Announcement

Collapse
No announcement yet.
X
  • Filter
  • Time
  • Show
Clear All
new posts

  • Running time of program

    Hi,

    I'm using rolling in Stata 14.1 on a Windows 7 machine with 32GB of RAM. I have an unbalanced panel data set of mutual funds. There are 1,037,398 rows and 15 columns with various characteristics of the funds in the data set, including returns. I want to calculate the rolling average, standard deviation, skew, and kurtosis of returns by mutual fund for the past 12-, 24-, and 36-months.

    The program I wrote works as expected and finishes in a more or less reasonable amount of time for subsamples of the data. For example, for the 12-month horizon it takes 25 second to run on a subsample of 10,000 observations and 23 minutes on a subsample of 100,000 observations. But the program ran for over 15 hours without completing when I tried it on the full sample of 12-month returns. I've tried a few things based on discussions in this forum, such as using the command asrol that was written by another user. Doing so on the subsamples of my data set causes Stata to freeze. I also understand that the set memory option has been deprecated in recent versions of Stata. (I've used earlier versions of Stata in my research several years ago.)

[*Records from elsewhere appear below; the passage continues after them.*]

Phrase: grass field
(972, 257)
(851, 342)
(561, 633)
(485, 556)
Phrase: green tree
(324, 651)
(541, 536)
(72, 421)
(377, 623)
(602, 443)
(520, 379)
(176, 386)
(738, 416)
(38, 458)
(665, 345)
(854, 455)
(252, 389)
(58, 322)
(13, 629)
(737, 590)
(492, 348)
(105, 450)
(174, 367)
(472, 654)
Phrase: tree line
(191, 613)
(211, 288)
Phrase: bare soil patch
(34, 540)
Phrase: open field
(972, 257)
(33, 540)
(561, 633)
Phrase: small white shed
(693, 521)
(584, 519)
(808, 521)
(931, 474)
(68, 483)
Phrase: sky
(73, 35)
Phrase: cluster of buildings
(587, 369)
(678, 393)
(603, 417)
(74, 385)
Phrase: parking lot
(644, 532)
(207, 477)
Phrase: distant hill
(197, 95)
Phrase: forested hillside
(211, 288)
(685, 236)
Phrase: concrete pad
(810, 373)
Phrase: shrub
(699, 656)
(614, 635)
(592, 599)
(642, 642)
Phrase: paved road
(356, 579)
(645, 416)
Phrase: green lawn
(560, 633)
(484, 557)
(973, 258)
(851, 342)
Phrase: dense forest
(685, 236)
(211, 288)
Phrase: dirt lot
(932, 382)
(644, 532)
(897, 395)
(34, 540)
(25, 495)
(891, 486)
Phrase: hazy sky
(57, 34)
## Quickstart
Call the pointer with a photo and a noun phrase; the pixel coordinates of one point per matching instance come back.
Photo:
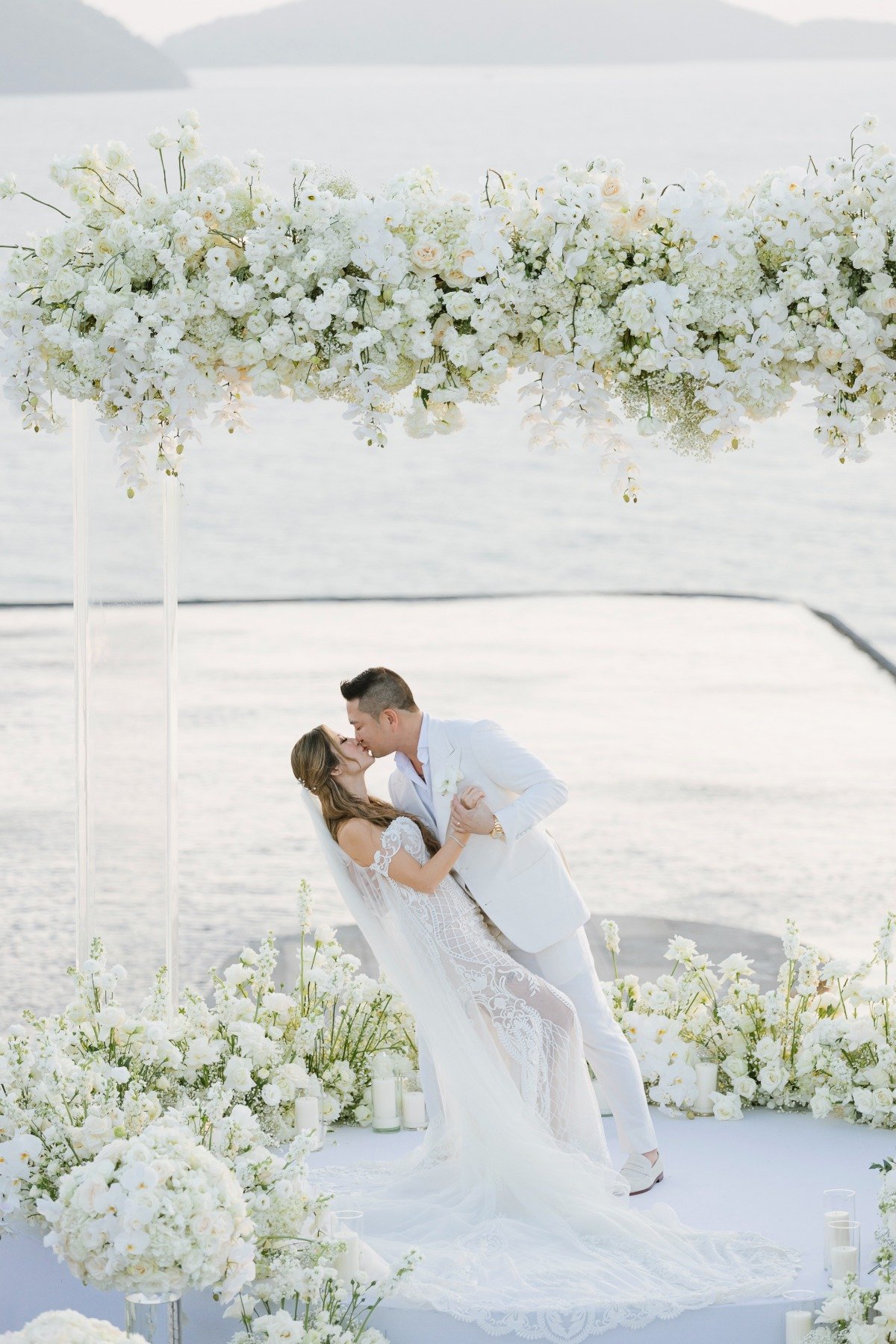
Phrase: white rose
(428, 253)
(238, 1074)
(612, 188)
(460, 304)
(726, 1107)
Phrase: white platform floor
(765, 1174)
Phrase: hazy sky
(159, 18)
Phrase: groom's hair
(376, 690)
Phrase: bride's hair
(314, 759)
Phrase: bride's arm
(361, 839)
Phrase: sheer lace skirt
(524, 1223)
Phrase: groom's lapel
(442, 757)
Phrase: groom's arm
(514, 768)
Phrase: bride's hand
(460, 838)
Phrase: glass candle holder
(707, 1082)
(347, 1228)
(845, 1249)
(308, 1116)
(837, 1206)
(385, 1104)
(413, 1108)
(800, 1315)
(153, 1317)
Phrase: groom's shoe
(641, 1172)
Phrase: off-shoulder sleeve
(390, 846)
(396, 833)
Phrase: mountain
(63, 46)
(517, 33)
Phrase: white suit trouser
(570, 967)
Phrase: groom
(514, 870)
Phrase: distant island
(63, 46)
(519, 33)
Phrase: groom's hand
(470, 813)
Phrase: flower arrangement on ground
(822, 1038)
(853, 1315)
(153, 1214)
(69, 1328)
(102, 1110)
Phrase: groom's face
(375, 735)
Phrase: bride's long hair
(314, 759)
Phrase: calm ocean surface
(297, 508)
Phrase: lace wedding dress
(524, 1225)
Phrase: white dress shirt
(425, 785)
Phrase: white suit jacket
(521, 883)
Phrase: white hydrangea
(69, 1328)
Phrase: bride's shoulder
(359, 839)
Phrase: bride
(511, 1196)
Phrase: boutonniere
(448, 781)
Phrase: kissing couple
(470, 910)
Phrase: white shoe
(641, 1172)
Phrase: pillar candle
(836, 1236)
(385, 1100)
(308, 1113)
(844, 1260)
(707, 1082)
(797, 1327)
(348, 1263)
(413, 1110)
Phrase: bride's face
(355, 759)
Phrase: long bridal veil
(523, 1222)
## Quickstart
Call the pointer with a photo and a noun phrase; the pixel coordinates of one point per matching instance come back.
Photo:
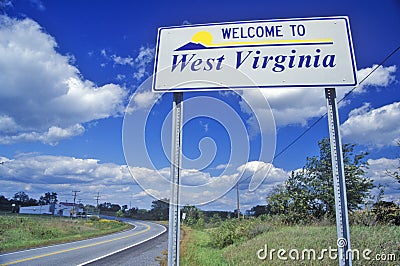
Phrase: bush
(387, 213)
(231, 231)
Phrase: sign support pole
(342, 219)
(176, 161)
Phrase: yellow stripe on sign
(326, 40)
(76, 248)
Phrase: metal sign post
(176, 158)
(342, 219)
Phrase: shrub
(231, 231)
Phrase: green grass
(22, 231)
(379, 239)
(196, 250)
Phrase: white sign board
(304, 52)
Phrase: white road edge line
(122, 249)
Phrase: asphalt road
(90, 250)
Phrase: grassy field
(382, 241)
(20, 232)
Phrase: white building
(65, 209)
(41, 209)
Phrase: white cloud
(378, 172)
(377, 127)
(43, 96)
(298, 105)
(382, 77)
(122, 60)
(144, 58)
(37, 174)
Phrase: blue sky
(69, 68)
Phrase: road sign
(304, 52)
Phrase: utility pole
(75, 192)
(97, 202)
(97, 199)
(237, 199)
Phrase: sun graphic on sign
(203, 37)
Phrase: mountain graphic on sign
(191, 46)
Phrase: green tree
(308, 194)
(192, 215)
(160, 209)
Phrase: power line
(323, 116)
(345, 96)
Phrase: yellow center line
(76, 248)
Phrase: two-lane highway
(85, 251)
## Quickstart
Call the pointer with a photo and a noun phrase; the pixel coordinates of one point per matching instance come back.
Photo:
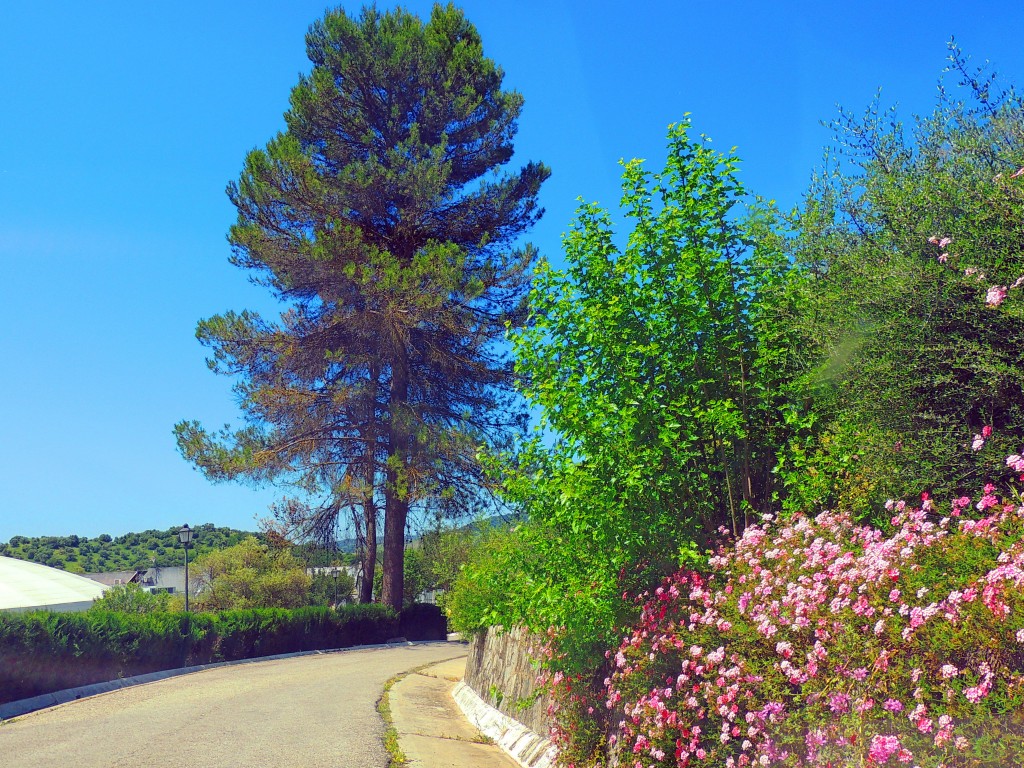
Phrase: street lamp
(185, 536)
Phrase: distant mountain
(131, 551)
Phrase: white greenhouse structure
(29, 586)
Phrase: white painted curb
(518, 741)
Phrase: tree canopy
(381, 218)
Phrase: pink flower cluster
(819, 642)
(996, 294)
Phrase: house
(115, 578)
(29, 586)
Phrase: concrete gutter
(519, 742)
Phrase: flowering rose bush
(819, 642)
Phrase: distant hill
(131, 551)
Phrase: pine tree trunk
(395, 488)
(370, 550)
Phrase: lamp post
(185, 536)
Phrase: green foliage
(901, 360)
(327, 589)
(384, 219)
(482, 593)
(250, 574)
(42, 652)
(128, 552)
(131, 598)
(649, 373)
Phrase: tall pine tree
(381, 218)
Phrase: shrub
(819, 642)
(42, 652)
(423, 622)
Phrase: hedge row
(42, 652)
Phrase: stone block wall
(501, 670)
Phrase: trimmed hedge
(41, 652)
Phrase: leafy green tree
(326, 589)
(648, 372)
(250, 574)
(381, 218)
(905, 355)
(131, 598)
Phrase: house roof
(113, 578)
(29, 586)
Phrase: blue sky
(121, 124)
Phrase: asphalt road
(306, 712)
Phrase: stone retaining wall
(502, 672)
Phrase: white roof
(29, 586)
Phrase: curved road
(305, 712)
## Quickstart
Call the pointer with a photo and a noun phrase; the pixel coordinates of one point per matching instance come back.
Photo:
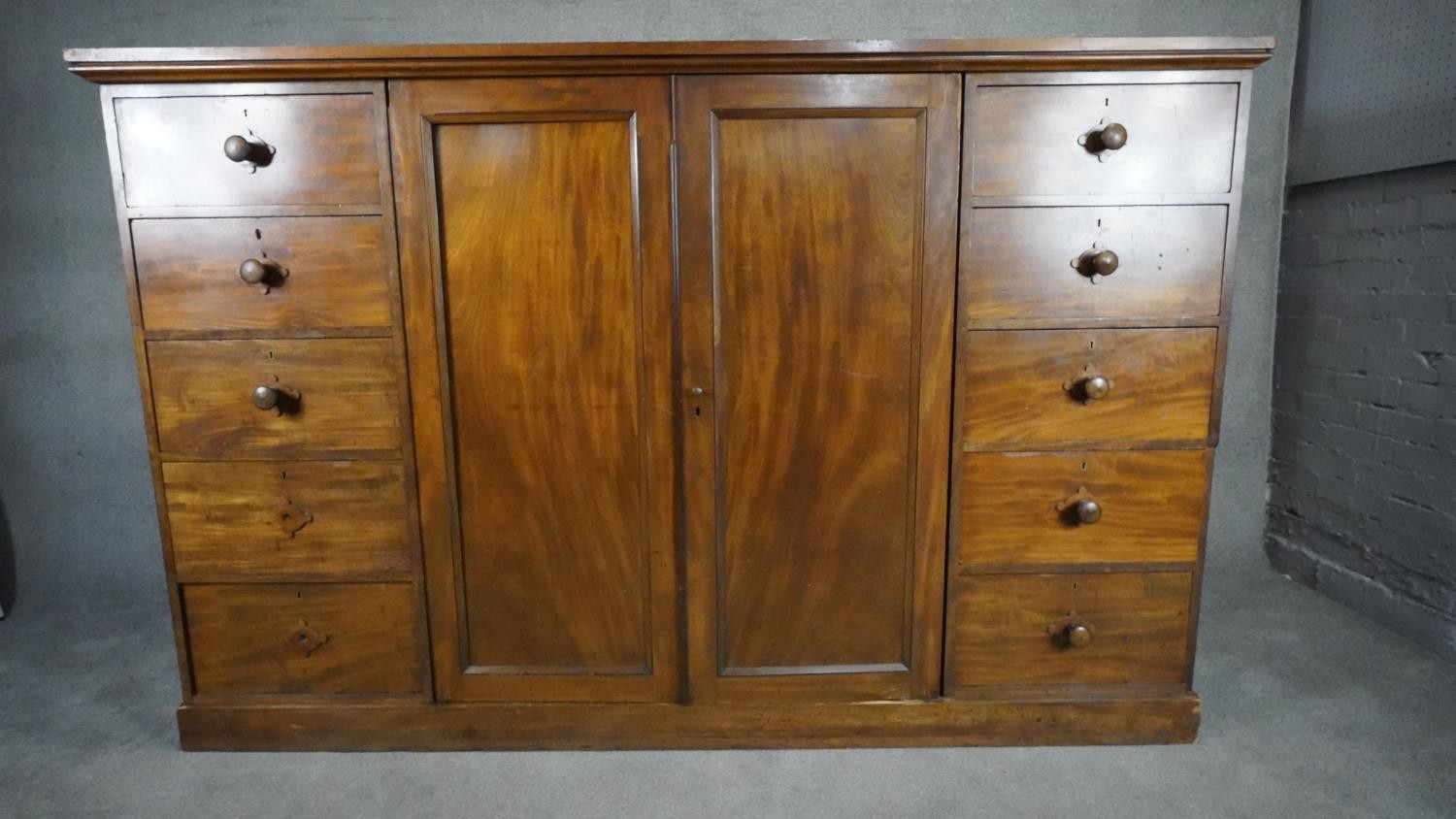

    I'm happy to post a sample data set, but I'm not sure it would be helpful because I know the program works on the subsamples. The problem seems to be related to how memory is allocated in Stata. The code fragment below is the one that calculates the moments of returns. I declare the data set to be a panel, drop the irrelevant variables, and then use rolling in the standard way to compute the statistics. I don't see why it takes so long on the full data set.

    Thank you.

    Ron

    so fundid date_ym
    tsset fundid date_ym

    * net or gross returns
    gen ret = ret_net
    *gen ret = ret_gross

    *keep fund_id ret date ticker
    keep fundid ret date_ym fund_id
    drop if ret>=.
    save temp, replace

    timer clear 1
    timer on 1

    rolling avg12=r(mean) sd12=r(sd) skew12=r(skewness) kurt12=r(kurtosis), window(12) clear nodots: summarize ret, detail
    label var avg12 "Average 12 month return (ending current month)"
    label var sd12 "St.dev. of 12 month return (ending current month)"
    label var skew12 "Skewness of 12 month return (ending current month)"
    label var kurt12 "Kurtosis of 12 month return (ending current month)"
    gen date = end
    format date %tm
    save rolling_output12, replace

    timer off 1
    timer list 1

  • #2
    The core of the issue can be experienced with the following dummy code (using timeit from ssc):
    Code:
    clear all
    set obs 1000
    gen x = runiform()
    timeit 1: sum x
    set obs 100000000
    timeit 2: sum x if _n < 1000
    timeit 3: sum x in 1/1000
    timer list
    
    clear
    mata
        timer_clear()
        X = runiform(1000,1)
        
        timer_on(1)
        mean(X)
        timer_off(1)
        
        Xm = J(100000000-1000, 1, .)
        X2 = X\Xm
        
        timer_on(2)
        mean(X[1..1000])
        timer_off(2)
        
        timer()
    end
    Which on my pc led to following timings

    Code:
       1:      0.00 /        1 =       0.0010
       2:      2.37 /        1 =       2.3710
       3:      0.00 /        1 =       0.0010
      4.       .002 /        1 =      .002
      5.          0 /        1 =         0
    Note that in all cases, all that was asked if to perform the sum command on 1000 observations, the only difference is in how much work Stata had to do to find those 1000. The clear conclusion is that Stata is very fast at finding those... unless it's done through an if statement.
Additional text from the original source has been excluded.